The number of the hotel room where the two would-be lovers meet,2046, is the year when the arrangement promised by China at the time of the 1997 British handover of Hong Kong, allowing the island to maintain its capitalist economy, is supposed to end. It’s also the title of Wong’s follow-up to In the Mood for Love, in which Leung returns as a Chow who’s become as detached as he is debauched, making a game of the same luck that’s treated his heart so capriciously. Sporadically involved with another woman who’s also named Su (played by Gong Li) and an escort played by Zhang Ziyi, who is now the occupant of room 2046 and whose powers of bewitching men are lost on the one man she wants, Chow wanders from conquest to conquest with a premeditated aimlessness, unable to lose his heart no matter how recklessly he gambles it.
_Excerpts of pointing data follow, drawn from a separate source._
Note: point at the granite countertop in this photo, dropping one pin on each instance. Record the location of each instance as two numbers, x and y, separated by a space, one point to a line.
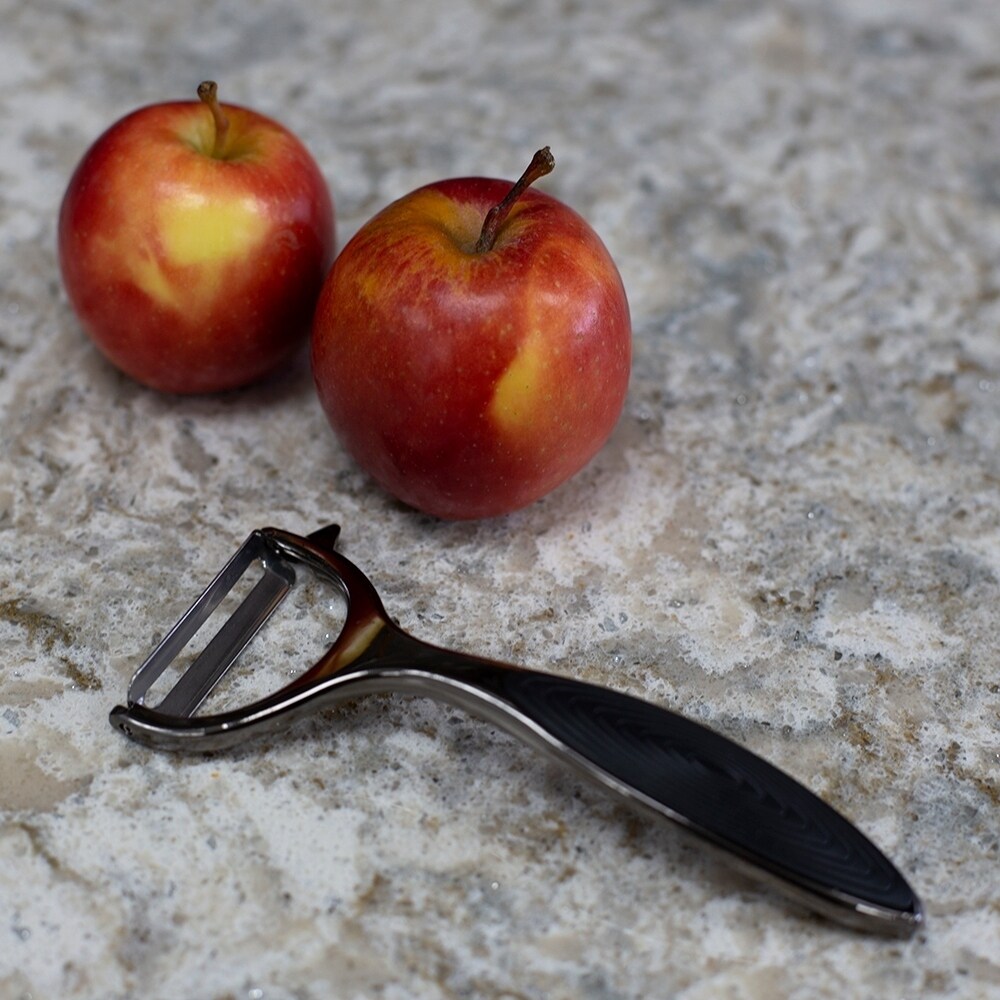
793 536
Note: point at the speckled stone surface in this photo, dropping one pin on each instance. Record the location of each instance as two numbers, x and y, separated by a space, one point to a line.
793 536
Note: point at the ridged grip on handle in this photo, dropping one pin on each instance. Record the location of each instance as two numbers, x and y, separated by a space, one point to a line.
717 788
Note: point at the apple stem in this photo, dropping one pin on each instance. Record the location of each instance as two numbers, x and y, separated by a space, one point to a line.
209 94
541 164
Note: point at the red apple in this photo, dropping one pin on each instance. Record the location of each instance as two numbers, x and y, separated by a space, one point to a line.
193 240
472 345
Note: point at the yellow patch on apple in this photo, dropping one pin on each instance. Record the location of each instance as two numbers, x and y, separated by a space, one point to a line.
520 390
193 233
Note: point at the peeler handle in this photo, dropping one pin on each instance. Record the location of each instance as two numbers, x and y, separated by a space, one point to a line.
690 774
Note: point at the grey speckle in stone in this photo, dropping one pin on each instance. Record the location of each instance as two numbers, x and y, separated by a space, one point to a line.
793 535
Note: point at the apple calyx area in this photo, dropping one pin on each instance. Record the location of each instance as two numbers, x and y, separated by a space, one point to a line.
541 164
208 94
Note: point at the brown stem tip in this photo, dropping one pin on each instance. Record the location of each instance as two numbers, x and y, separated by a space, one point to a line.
541 164
208 92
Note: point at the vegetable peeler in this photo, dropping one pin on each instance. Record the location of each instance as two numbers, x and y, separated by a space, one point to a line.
667 765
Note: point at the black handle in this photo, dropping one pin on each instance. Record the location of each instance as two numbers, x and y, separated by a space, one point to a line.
710 784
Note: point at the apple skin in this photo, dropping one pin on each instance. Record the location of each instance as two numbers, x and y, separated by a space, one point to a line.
470 384
193 272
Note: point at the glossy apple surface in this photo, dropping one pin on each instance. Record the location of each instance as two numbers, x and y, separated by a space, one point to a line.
193 256
470 383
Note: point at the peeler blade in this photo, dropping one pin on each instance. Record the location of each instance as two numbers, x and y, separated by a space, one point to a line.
212 663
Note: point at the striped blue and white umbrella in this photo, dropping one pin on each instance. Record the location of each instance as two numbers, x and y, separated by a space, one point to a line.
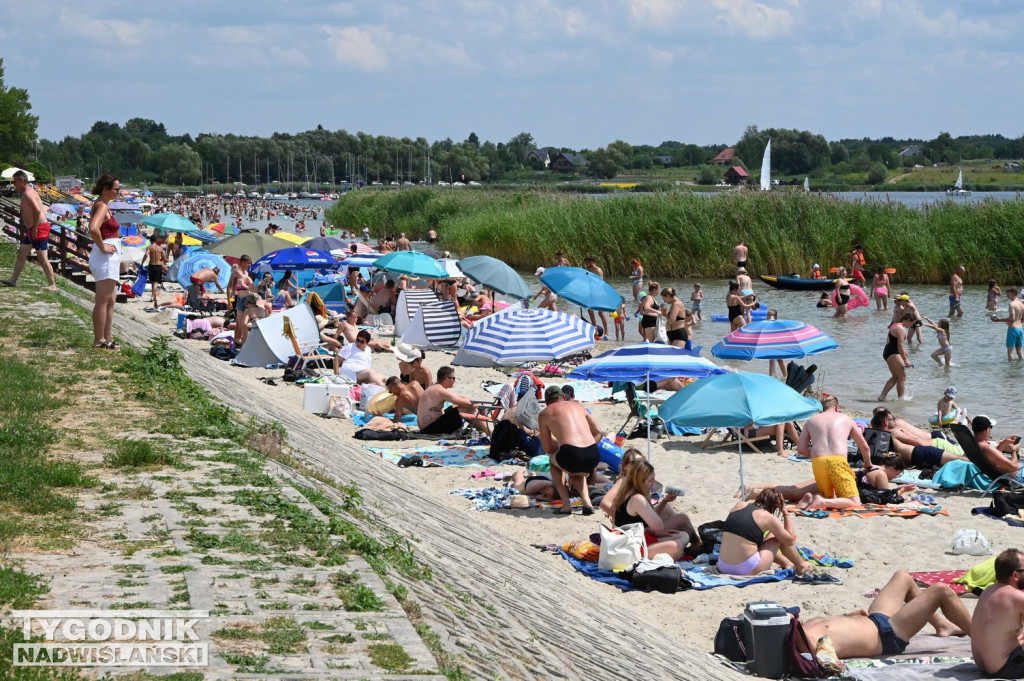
645 362
516 336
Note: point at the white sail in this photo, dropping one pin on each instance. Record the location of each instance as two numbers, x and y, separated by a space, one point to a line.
766 168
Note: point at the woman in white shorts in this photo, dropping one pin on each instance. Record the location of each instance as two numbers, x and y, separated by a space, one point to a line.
104 261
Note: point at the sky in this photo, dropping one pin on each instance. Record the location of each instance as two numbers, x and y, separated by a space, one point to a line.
576 74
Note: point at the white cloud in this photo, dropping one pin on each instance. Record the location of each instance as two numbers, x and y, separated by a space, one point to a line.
359 47
754 18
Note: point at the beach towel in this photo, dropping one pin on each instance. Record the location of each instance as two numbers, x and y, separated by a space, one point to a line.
823 560
487 499
701 577
437 455
958 474
1016 521
913 477
942 577
908 510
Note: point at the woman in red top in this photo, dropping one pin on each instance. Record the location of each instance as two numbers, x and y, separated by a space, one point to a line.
104 261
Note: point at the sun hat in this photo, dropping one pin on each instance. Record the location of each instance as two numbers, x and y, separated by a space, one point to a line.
980 423
406 352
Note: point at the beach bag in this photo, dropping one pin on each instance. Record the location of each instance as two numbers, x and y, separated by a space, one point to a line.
729 641
666 579
970 542
622 547
805 666
1007 503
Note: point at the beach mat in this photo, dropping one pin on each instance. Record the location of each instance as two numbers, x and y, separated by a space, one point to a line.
911 510
945 577
702 578
437 455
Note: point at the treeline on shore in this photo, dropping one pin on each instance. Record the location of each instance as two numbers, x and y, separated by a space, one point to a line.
684 235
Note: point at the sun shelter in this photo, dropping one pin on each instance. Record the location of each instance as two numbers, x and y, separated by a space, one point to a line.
267 343
435 325
409 304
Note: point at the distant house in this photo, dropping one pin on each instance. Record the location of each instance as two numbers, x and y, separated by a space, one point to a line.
736 175
541 155
567 163
724 158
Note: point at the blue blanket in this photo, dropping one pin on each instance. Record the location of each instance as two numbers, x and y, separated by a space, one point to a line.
957 474
699 576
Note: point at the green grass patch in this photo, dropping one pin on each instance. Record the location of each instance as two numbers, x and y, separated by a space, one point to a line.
390 656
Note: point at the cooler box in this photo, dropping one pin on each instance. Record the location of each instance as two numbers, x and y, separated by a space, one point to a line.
316 396
765 626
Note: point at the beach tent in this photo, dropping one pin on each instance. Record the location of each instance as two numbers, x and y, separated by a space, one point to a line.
435 325
409 304
267 343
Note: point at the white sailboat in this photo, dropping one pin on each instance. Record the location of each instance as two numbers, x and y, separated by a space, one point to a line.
766 169
957 188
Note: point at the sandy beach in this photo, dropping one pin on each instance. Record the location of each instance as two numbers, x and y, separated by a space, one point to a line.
878 546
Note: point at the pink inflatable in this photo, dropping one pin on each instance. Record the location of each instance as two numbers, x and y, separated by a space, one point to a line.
858 298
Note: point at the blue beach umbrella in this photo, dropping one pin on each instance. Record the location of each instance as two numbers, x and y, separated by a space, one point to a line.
494 273
737 400
413 263
643 363
169 222
515 336
582 287
197 260
297 258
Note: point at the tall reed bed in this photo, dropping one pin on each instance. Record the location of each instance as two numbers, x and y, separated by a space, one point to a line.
681 233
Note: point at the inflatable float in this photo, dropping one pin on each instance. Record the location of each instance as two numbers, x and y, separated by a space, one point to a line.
858 298
946 420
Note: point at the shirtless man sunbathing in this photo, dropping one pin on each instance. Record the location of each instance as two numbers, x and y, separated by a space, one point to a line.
995 632
407 396
569 435
823 439
900 610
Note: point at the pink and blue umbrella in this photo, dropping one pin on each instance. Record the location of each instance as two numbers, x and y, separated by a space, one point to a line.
774 339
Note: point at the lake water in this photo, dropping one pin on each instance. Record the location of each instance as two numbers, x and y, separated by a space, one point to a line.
855 372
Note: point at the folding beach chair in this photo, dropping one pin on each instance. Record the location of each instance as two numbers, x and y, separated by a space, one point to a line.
971 450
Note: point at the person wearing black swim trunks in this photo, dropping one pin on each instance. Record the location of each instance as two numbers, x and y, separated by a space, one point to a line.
842 292
996 625
679 321
897 613
569 435
649 313
895 355
737 304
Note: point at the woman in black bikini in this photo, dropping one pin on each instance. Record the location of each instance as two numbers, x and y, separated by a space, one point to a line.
895 355
679 321
842 292
737 305
649 313
632 504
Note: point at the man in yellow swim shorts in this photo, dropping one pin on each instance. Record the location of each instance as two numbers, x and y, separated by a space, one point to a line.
823 439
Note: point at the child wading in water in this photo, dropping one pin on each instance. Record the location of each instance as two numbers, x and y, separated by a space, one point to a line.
942 335
697 299
620 317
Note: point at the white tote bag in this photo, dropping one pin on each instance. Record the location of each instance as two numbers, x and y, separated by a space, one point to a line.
622 547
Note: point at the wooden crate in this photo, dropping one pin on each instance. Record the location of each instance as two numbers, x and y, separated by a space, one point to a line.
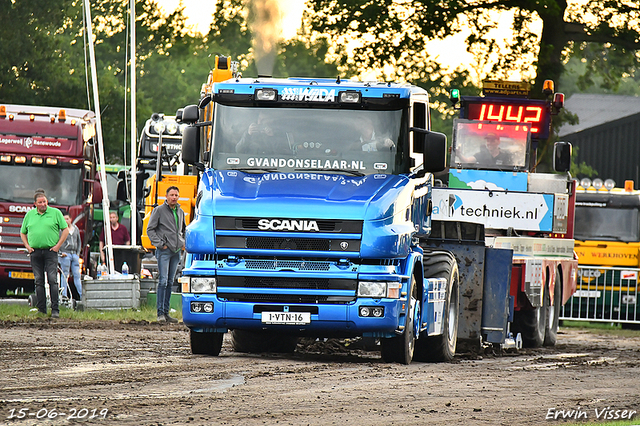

Taken together, Days of Being Wild, In the Mood for Love, and 2046 are a triptych, but In the Mood is the trilogy’s heart and the most autonomous of the three. Nothing Wong has made before or since (including 2007’s My Blueberry Nights) matches its hushed rapture.
For much of its filming, what would become In the Mood for Love was called Secrets, and without divulging too much to those who haven’t seen it yet, the movie ends with a secret, whispered into a hole in a wall and then, with the mud of the earth, sealed off from what we can hear or know. In the Mood’s two lovers are bound by the conviction that what divides them is the same sensual inertia that drove their spouses into each other’s arms. But watch Cheung walk to and from the noodle shop and you know this isn’t possible. There is nothing sensually inert about that walk. It would be lascivious, that walk, were it by any actress other than Cheung, or from any director other than Wong Kar-wai. Su’s body may keep a secret from Su but not from anyone who watches her, and long after the wounds of betrayal pretend to heal, long after she and her coconspirator in an eluded passion have separated, long after this serenely delirious movie is over, the secret of that walk haunts us as much as whatever it is that Chow has murmured in the dark.